Does it really do things better? Is it faster, cleaner, less prone to bugs? Will it increase my productivity? What are the short-, middle- and long-term costs of using it? Will it make me too dependent on one corporation or toolkit? These are important questions, and you should ask them continuously.

Some Examples

  • I didn’t move instantly from a REST API model to GraphQL, even though I learned it, understand its concepts, and the reasoning behind it. I could switch anytime if I needed to. But I haven’t, because although it solves a lot of issues, it creates a bunch of others at the same time.
  • Even though I use the NextJS framework for my React front-end, I am not creating API’s inside it, and I am not deploying it on Vercel either.
  • Although I switched from JavaScript to TypeScript, I don’t use VSCode, Github or Azure, because there are other better solutions and tools for that.
  • When React hooks came out, I almost immediately dropped class-based components and switched to hooks-functional components. As a result, I was able to remove my dependency on Redux.

Final Thoughts

This oped will in many cases clash with the mainstream narrative and opinions, and that’s fine. Our group-think is not as independent or correct as we may think. We often revert to techno-framework-tribalism, aggravated by the constant attack by weapons of mass propaganda.

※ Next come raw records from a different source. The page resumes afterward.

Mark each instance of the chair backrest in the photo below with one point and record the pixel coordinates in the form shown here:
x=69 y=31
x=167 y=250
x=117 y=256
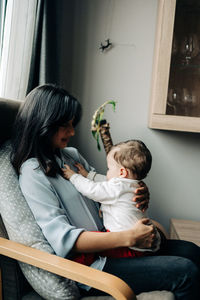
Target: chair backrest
x=8 y=112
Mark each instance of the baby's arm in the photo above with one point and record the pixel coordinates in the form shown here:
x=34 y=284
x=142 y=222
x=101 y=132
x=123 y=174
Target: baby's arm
x=68 y=172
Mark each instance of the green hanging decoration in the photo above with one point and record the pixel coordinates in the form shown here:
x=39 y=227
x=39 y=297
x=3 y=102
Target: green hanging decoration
x=99 y=126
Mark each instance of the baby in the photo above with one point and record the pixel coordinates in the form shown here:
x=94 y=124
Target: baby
x=128 y=163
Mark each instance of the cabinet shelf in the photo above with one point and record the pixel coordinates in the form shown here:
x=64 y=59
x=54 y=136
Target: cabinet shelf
x=175 y=94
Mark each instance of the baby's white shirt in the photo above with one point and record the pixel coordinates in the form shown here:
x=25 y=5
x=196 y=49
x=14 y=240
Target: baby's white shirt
x=116 y=198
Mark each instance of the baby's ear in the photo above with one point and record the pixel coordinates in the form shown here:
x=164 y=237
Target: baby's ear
x=123 y=172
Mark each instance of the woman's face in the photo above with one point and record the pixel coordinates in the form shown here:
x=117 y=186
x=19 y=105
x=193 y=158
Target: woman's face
x=62 y=136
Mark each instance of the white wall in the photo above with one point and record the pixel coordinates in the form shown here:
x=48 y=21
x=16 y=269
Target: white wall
x=123 y=74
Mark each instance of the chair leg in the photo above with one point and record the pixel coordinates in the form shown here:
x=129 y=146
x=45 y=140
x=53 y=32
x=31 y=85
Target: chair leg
x=1 y=296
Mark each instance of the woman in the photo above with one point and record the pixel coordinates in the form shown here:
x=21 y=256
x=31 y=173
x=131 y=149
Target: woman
x=69 y=221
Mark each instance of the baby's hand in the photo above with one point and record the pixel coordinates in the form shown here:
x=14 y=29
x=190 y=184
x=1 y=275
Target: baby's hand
x=81 y=170
x=67 y=172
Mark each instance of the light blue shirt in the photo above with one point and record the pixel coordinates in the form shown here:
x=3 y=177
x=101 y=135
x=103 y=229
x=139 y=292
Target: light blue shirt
x=59 y=209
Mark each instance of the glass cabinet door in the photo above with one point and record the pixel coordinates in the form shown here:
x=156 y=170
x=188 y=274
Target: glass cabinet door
x=175 y=97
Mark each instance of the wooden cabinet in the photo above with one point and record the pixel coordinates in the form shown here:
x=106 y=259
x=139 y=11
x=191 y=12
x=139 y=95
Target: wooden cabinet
x=175 y=94
x=185 y=230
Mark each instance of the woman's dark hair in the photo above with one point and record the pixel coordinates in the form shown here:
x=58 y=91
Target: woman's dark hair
x=45 y=109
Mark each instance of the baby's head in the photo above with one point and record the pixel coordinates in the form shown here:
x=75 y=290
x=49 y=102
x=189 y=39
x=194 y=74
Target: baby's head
x=131 y=159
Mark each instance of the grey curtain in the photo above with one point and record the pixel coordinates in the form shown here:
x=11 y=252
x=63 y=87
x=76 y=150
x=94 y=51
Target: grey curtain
x=3 y=4
x=44 y=67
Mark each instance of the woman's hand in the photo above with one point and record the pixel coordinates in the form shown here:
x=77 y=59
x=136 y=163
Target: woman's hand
x=81 y=170
x=141 y=235
x=67 y=172
x=142 y=197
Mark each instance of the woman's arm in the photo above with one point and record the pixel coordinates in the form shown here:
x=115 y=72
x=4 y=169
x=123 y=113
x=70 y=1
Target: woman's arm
x=141 y=236
x=46 y=209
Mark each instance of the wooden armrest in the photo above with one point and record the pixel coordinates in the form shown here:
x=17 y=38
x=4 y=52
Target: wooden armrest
x=100 y=280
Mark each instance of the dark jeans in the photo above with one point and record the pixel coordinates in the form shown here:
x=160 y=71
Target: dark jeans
x=175 y=268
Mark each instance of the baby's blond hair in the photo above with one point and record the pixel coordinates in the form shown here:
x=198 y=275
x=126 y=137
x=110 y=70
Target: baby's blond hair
x=133 y=155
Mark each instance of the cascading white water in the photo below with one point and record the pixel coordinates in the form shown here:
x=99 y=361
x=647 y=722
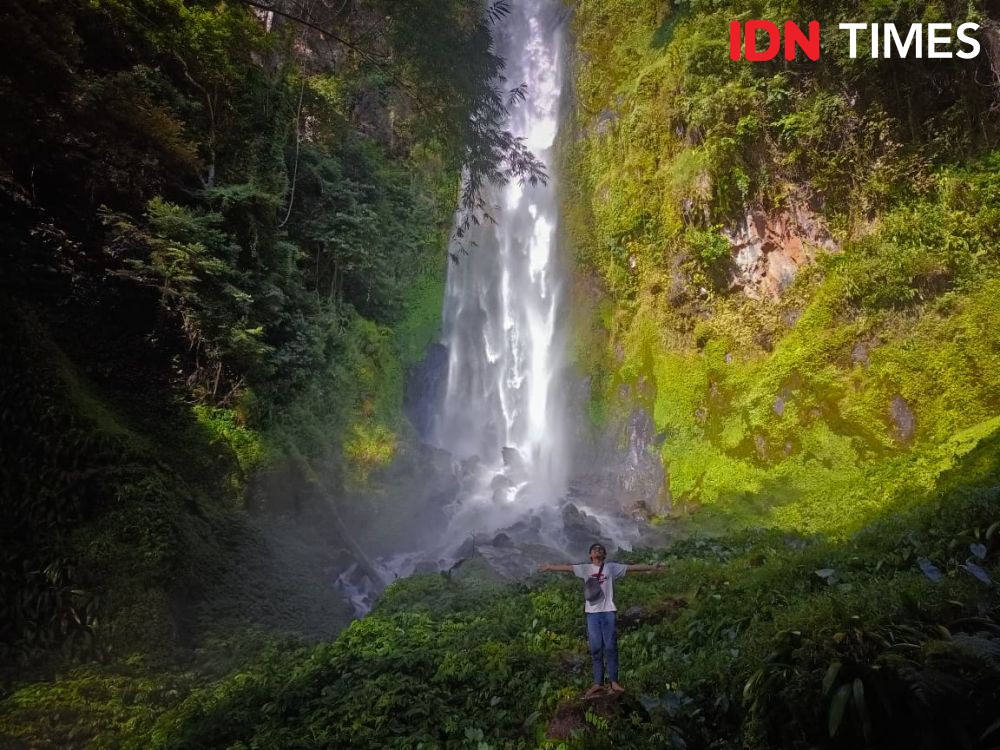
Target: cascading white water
x=502 y=306
x=503 y=416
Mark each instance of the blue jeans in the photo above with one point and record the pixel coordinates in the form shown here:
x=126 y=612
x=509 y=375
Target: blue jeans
x=602 y=637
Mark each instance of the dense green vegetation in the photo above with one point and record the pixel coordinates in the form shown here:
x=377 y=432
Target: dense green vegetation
x=224 y=238
x=224 y=245
x=863 y=371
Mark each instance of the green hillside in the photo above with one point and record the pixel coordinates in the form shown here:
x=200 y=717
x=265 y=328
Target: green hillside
x=224 y=245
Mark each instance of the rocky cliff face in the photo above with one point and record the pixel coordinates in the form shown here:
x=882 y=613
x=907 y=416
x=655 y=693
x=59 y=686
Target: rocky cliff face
x=770 y=248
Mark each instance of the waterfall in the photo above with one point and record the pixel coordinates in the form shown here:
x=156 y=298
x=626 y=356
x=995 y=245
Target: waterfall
x=503 y=416
x=502 y=308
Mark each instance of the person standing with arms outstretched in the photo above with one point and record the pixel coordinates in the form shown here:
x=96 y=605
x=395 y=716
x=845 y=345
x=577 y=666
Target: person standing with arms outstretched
x=599 y=605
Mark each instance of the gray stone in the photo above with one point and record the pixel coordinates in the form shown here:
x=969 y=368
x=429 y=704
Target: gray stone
x=903 y=418
x=779 y=405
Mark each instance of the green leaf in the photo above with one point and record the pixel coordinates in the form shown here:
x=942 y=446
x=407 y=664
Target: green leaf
x=837 y=707
x=831 y=676
x=861 y=707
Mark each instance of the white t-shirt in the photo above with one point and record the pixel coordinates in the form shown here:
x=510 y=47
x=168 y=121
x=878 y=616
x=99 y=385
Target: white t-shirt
x=612 y=572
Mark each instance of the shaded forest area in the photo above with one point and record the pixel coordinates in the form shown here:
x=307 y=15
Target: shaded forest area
x=224 y=230
x=223 y=244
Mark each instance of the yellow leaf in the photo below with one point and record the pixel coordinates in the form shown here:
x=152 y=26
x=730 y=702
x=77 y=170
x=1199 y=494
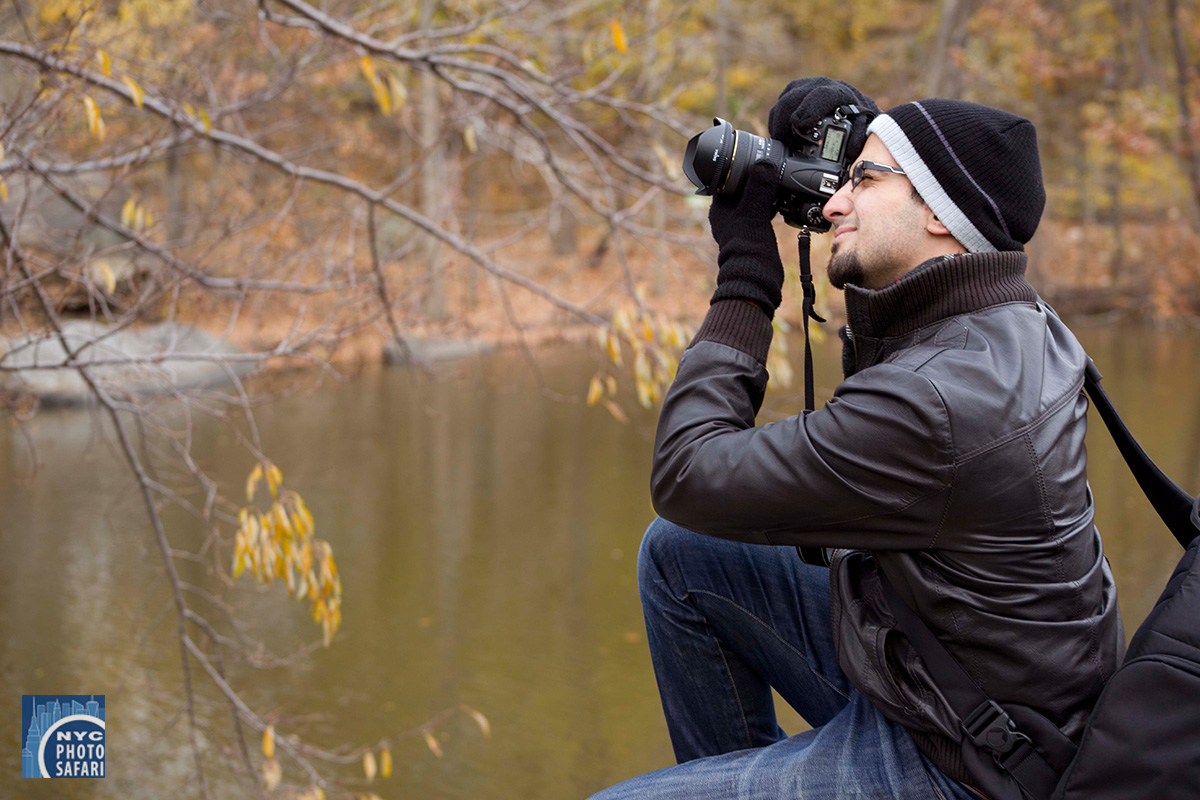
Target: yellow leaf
x=136 y=90
x=643 y=392
x=256 y=475
x=94 y=120
x=109 y=281
x=399 y=92
x=485 y=727
x=382 y=97
x=618 y=37
x=269 y=741
x=271 y=774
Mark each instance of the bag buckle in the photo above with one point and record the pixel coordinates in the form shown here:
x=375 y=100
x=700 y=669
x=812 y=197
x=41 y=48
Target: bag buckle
x=989 y=726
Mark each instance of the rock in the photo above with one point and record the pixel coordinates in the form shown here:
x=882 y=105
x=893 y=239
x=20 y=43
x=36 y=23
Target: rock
x=125 y=376
x=423 y=352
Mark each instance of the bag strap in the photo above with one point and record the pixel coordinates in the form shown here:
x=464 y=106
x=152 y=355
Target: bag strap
x=984 y=722
x=1179 y=510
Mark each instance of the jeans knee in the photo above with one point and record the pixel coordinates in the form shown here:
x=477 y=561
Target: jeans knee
x=658 y=565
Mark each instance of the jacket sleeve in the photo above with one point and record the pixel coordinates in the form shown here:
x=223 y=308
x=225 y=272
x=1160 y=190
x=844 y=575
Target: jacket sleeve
x=873 y=469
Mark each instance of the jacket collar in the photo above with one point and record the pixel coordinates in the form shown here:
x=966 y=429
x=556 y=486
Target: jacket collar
x=939 y=289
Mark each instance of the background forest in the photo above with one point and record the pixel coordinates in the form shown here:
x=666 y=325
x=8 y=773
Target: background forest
x=322 y=186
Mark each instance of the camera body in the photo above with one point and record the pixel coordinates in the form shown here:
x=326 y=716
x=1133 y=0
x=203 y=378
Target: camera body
x=718 y=162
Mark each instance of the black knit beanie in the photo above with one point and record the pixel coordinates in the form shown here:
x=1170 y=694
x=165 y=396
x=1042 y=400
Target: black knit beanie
x=976 y=167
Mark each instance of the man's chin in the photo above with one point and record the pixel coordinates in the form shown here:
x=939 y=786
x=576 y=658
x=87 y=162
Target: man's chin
x=844 y=269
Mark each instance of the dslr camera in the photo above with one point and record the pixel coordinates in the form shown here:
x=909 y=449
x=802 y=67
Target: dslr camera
x=718 y=161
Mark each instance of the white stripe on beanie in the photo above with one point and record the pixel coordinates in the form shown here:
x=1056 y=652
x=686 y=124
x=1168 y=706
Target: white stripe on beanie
x=923 y=180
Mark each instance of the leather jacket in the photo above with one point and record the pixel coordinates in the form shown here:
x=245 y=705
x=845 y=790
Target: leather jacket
x=951 y=457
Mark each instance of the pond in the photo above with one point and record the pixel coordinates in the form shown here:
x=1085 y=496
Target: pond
x=486 y=528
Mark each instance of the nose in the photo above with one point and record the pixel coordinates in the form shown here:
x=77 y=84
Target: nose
x=838 y=205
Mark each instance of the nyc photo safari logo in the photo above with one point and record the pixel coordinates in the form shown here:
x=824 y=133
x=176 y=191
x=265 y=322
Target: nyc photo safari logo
x=63 y=735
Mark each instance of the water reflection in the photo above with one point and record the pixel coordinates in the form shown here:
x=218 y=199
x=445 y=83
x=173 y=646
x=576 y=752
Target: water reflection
x=487 y=536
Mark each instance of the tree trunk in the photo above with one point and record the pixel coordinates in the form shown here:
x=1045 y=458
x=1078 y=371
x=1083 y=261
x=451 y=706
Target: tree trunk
x=1187 y=142
x=945 y=76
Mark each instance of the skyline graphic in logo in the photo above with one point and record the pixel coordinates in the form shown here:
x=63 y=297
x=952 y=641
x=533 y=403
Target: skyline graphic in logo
x=63 y=735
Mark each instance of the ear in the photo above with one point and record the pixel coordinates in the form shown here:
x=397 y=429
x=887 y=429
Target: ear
x=934 y=226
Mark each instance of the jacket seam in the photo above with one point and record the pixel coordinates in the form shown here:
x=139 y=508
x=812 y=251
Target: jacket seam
x=946 y=320
x=1017 y=433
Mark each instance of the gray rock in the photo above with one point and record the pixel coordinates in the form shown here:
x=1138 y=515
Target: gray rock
x=423 y=352
x=125 y=362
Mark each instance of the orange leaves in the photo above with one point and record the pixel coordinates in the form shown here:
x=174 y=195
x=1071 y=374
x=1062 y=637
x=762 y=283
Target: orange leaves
x=657 y=343
x=269 y=741
x=390 y=94
x=485 y=727
x=279 y=543
x=618 y=36
x=136 y=92
x=95 y=121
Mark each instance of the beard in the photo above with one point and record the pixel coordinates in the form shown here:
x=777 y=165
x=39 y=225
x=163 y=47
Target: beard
x=845 y=268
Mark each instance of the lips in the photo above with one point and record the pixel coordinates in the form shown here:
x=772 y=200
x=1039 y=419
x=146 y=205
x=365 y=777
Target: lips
x=840 y=233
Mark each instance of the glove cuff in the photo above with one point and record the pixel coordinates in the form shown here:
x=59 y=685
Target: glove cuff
x=750 y=269
x=741 y=325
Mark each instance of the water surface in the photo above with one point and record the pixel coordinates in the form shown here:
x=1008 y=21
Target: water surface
x=486 y=529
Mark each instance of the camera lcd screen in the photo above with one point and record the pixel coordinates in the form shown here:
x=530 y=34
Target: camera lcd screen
x=832 y=149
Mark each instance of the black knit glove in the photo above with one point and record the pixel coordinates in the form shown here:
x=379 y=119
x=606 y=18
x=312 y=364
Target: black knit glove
x=749 y=262
x=807 y=101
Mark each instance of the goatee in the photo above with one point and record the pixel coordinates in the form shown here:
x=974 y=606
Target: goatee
x=845 y=268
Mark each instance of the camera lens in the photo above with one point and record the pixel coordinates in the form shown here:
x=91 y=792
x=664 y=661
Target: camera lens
x=706 y=162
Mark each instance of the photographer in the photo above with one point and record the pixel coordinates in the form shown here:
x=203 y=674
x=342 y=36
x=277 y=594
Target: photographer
x=951 y=459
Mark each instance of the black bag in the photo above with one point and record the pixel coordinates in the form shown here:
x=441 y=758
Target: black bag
x=1143 y=738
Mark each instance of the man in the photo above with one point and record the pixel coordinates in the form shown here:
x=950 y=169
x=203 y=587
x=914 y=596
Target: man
x=949 y=459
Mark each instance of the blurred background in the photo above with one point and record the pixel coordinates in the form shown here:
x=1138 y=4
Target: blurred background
x=373 y=305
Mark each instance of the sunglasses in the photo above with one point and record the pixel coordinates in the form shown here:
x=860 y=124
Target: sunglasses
x=858 y=172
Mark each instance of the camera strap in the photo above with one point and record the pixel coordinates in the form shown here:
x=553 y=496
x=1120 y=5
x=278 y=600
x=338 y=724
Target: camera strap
x=804 y=242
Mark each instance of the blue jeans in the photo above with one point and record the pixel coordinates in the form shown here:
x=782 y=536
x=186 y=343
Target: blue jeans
x=729 y=621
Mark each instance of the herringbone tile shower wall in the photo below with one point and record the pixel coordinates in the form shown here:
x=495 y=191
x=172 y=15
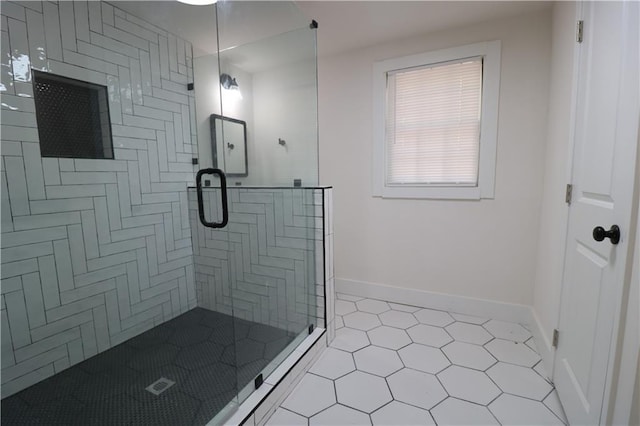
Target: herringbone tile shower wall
x=266 y=265
x=93 y=251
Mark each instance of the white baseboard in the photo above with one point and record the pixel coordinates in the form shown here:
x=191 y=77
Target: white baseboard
x=446 y=302
x=543 y=344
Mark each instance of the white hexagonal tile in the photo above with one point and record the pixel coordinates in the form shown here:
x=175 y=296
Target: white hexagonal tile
x=532 y=344
x=362 y=391
x=429 y=335
x=398 y=413
x=404 y=308
x=515 y=410
x=372 y=306
x=553 y=403
x=339 y=415
x=378 y=361
x=312 y=395
x=333 y=363
x=521 y=381
x=432 y=317
x=467 y=384
x=507 y=330
x=350 y=340
x=361 y=320
x=469 y=355
x=469 y=318
x=423 y=358
x=344 y=307
x=512 y=352
x=388 y=337
x=416 y=388
x=348 y=297
x=398 y=319
x=469 y=333
x=284 y=417
x=453 y=411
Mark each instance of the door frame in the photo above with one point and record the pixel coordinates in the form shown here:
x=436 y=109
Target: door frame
x=624 y=352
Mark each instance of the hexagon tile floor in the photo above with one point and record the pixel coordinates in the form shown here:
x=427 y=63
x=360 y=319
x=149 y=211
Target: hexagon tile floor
x=207 y=354
x=394 y=364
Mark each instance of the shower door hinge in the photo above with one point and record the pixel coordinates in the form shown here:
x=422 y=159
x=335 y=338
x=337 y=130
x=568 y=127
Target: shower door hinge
x=579 y=31
x=257 y=382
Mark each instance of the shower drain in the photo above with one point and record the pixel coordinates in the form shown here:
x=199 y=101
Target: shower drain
x=160 y=385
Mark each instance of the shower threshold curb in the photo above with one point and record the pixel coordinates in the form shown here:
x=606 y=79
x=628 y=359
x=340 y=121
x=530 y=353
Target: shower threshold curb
x=259 y=406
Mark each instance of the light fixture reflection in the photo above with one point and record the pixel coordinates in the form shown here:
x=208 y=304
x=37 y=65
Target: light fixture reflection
x=231 y=86
x=198 y=2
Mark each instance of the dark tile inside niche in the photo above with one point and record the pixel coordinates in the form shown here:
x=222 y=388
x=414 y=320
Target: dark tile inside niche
x=207 y=354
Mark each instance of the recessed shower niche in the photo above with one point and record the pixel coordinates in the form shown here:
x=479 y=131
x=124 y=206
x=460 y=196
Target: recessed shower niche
x=119 y=299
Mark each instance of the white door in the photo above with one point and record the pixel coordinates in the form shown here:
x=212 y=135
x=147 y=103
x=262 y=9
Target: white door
x=604 y=161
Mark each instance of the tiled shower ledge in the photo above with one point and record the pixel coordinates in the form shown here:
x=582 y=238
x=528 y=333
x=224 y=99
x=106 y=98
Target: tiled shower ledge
x=262 y=402
x=393 y=364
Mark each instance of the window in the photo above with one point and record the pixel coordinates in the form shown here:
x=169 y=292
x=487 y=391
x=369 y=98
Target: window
x=73 y=117
x=435 y=123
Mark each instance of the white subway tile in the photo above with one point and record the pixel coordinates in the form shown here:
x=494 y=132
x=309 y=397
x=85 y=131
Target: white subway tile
x=102 y=54
x=102 y=220
x=52 y=30
x=17 y=185
x=21 y=61
x=113 y=45
x=163 y=46
x=89 y=344
x=18 y=322
x=95 y=16
x=125 y=90
x=13 y=10
x=13 y=269
x=11 y=149
x=34 y=303
x=76 y=245
x=37 y=43
x=124 y=37
x=89 y=63
x=51 y=171
x=61 y=205
x=23 y=134
x=67 y=25
x=6 y=355
x=107 y=13
x=74 y=191
x=33 y=166
x=136 y=30
x=161 y=154
x=49 y=276
x=76 y=72
x=6 y=68
x=113 y=206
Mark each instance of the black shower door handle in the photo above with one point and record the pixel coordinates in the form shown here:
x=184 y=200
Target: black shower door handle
x=223 y=194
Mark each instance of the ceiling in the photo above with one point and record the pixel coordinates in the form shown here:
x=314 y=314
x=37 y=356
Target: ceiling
x=343 y=25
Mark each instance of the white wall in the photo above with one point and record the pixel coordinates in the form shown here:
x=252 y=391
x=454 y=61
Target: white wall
x=484 y=249
x=285 y=107
x=207 y=89
x=553 y=211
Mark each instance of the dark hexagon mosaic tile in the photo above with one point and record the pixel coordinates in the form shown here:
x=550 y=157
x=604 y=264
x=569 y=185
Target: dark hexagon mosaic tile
x=207 y=354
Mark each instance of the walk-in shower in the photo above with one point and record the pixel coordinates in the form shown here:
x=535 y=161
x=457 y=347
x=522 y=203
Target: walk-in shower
x=163 y=232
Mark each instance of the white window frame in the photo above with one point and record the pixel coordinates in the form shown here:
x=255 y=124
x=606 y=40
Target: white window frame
x=490 y=52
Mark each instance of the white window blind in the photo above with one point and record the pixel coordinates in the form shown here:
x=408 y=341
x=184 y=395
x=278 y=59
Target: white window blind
x=433 y=124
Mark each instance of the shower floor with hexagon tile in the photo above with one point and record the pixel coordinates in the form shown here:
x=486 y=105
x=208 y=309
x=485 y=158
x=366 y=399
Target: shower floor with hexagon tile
x=208 y=356
x=394 y=364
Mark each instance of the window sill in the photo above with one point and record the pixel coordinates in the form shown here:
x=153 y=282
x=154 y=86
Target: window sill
x=435 y=193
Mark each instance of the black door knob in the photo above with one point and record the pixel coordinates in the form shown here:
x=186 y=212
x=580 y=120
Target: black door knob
x=613 y=234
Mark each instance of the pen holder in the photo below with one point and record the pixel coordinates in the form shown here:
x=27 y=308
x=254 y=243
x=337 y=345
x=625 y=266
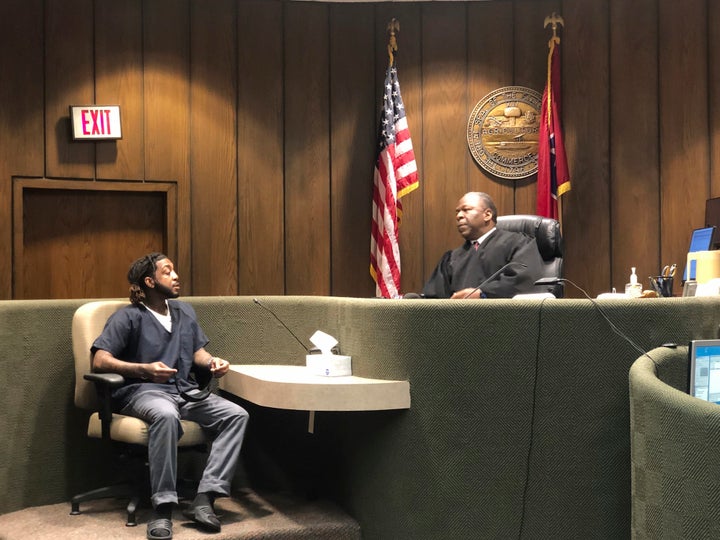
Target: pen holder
x=664 y=285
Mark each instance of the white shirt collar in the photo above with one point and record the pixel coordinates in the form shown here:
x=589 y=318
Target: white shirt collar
x=484 y=236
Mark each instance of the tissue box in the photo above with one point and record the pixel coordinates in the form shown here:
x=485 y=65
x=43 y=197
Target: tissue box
x=328 y=365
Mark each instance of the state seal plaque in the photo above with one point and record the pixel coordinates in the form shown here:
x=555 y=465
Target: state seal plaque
x=503 y=131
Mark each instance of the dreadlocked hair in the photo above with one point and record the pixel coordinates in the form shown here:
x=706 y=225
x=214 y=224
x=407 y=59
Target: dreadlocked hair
x=139 y=270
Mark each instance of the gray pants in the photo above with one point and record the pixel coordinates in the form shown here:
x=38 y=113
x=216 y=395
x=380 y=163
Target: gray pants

But it is important to find out about different views, and opinions and stay vigilant. This is an important soft-skill for the modern developer.

And it’s not all doom and gloom. Learning TypeScript is a good introduction to statically typed languages. So go learn it. But use it as a stepping stone to learning more statically typed languages, not as a final destination.

Good luck with your TypeScript journey.